Er eilt dann ungeschlafen durch den dunklen Kreuzgang der Kirche zu und zum Chorgebet. Seine Mitbrüder aber schauen ihn alle scheu und finster an. Sie haben ihn im Verdacht eines Bundes mit dem Teufel, seitdem er das höllische Pulver erfunden. Sie hätten ihn, wie seinen weit berühmteren Ordensgenossen in England, Roger Bacon, längst eingekerkert; aber Albrecht, der Lesemeister, war sein Freund, und der trat mit seiner ganzen Beredsamkeit und Gelehrsamkeit für den schwarzen Berthold ein. So nennen sie ihn wegen seiner schwarzen, unheimlichen Kunst.

Es klirren Schritte im Kreuzgang, und bald öffnet Bruder Albrecht die Zelle des greisen Forschers und spricht: »Berthold, unser gnädiger Herr, der Graf Egino, will Euch besuchen und noch ein fremder Rittersmann mit ihm.«

Der alte Pulvermann hatte sich erhoben, eine ehrwürdige, hohe Gestalt, kaum gebeugt von den vielen Jahren, die sie trug. Zwei große, dunkle Augen über einer mächtigen Adlernase und das ungeschorene weiße Barthaar gaben seinem Gesicht den Ausdruck eines Sehers des alten Bundes.

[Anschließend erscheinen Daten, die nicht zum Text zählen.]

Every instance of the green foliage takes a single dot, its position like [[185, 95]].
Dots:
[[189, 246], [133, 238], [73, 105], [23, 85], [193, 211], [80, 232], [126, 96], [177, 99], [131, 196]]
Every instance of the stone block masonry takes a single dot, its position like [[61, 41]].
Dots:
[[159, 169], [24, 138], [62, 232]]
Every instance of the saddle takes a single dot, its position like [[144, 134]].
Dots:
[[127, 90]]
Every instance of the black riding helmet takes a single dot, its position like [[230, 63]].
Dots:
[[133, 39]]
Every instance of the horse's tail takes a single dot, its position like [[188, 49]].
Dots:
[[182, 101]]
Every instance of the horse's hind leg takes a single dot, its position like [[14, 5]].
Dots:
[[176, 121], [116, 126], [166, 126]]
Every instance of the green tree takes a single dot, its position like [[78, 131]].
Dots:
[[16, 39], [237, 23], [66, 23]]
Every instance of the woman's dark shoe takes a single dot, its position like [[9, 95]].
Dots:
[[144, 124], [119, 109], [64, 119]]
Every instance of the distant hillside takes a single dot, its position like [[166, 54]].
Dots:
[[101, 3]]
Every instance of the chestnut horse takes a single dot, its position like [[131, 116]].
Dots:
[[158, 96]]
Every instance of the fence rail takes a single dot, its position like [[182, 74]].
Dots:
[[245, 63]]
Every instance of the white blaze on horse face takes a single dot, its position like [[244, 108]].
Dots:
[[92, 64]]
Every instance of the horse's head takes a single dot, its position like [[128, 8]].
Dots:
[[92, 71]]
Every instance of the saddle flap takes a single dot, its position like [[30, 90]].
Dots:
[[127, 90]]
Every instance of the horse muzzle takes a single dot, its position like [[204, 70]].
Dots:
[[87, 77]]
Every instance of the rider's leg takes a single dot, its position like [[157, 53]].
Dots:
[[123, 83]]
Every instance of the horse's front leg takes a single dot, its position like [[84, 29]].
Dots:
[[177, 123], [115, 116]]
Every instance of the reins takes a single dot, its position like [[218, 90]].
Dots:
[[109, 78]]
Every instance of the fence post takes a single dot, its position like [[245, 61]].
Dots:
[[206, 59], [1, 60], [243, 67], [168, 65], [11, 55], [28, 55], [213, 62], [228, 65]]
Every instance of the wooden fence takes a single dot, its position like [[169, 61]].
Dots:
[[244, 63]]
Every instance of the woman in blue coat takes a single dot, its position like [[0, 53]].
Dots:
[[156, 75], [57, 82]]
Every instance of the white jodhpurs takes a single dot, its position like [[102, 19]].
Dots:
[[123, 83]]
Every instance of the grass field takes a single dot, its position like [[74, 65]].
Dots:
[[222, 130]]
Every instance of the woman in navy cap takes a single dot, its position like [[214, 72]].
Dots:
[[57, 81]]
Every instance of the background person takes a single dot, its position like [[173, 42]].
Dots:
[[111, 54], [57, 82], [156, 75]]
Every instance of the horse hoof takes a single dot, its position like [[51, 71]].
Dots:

»Gott grüß euch, ihr Herren, in meiner Zelle!« also begann er. »Was ist euer Begehr? Ich stehe gern zu Diensten, so weit ein armer Barfüßer sie leisten kann. Unser edler Herr, der Graf, hat mich schon einmal mit einem Besuch beehrt. Es ist viel Ehre für ein Freiburger Bürgers-Kind, daß er ein zweitesmal kommt!«

»Bruder Berthold«, entgegnete Egino, dem Alten die Hand schüttelnd, »ich hab' vom Ritter Golin, meinem Burgvogt, gehört, daß Ihr in diesen Tagen eine neue Erfindung gemacht hättet, und die wollt' ich sehen und auch diesem Herrn da zeigen, dem gestrengen Ritter Hug von Almeshofen, der heute mit einer Botschaft meiner Vettern, der Fürstenberger, zu mir kam.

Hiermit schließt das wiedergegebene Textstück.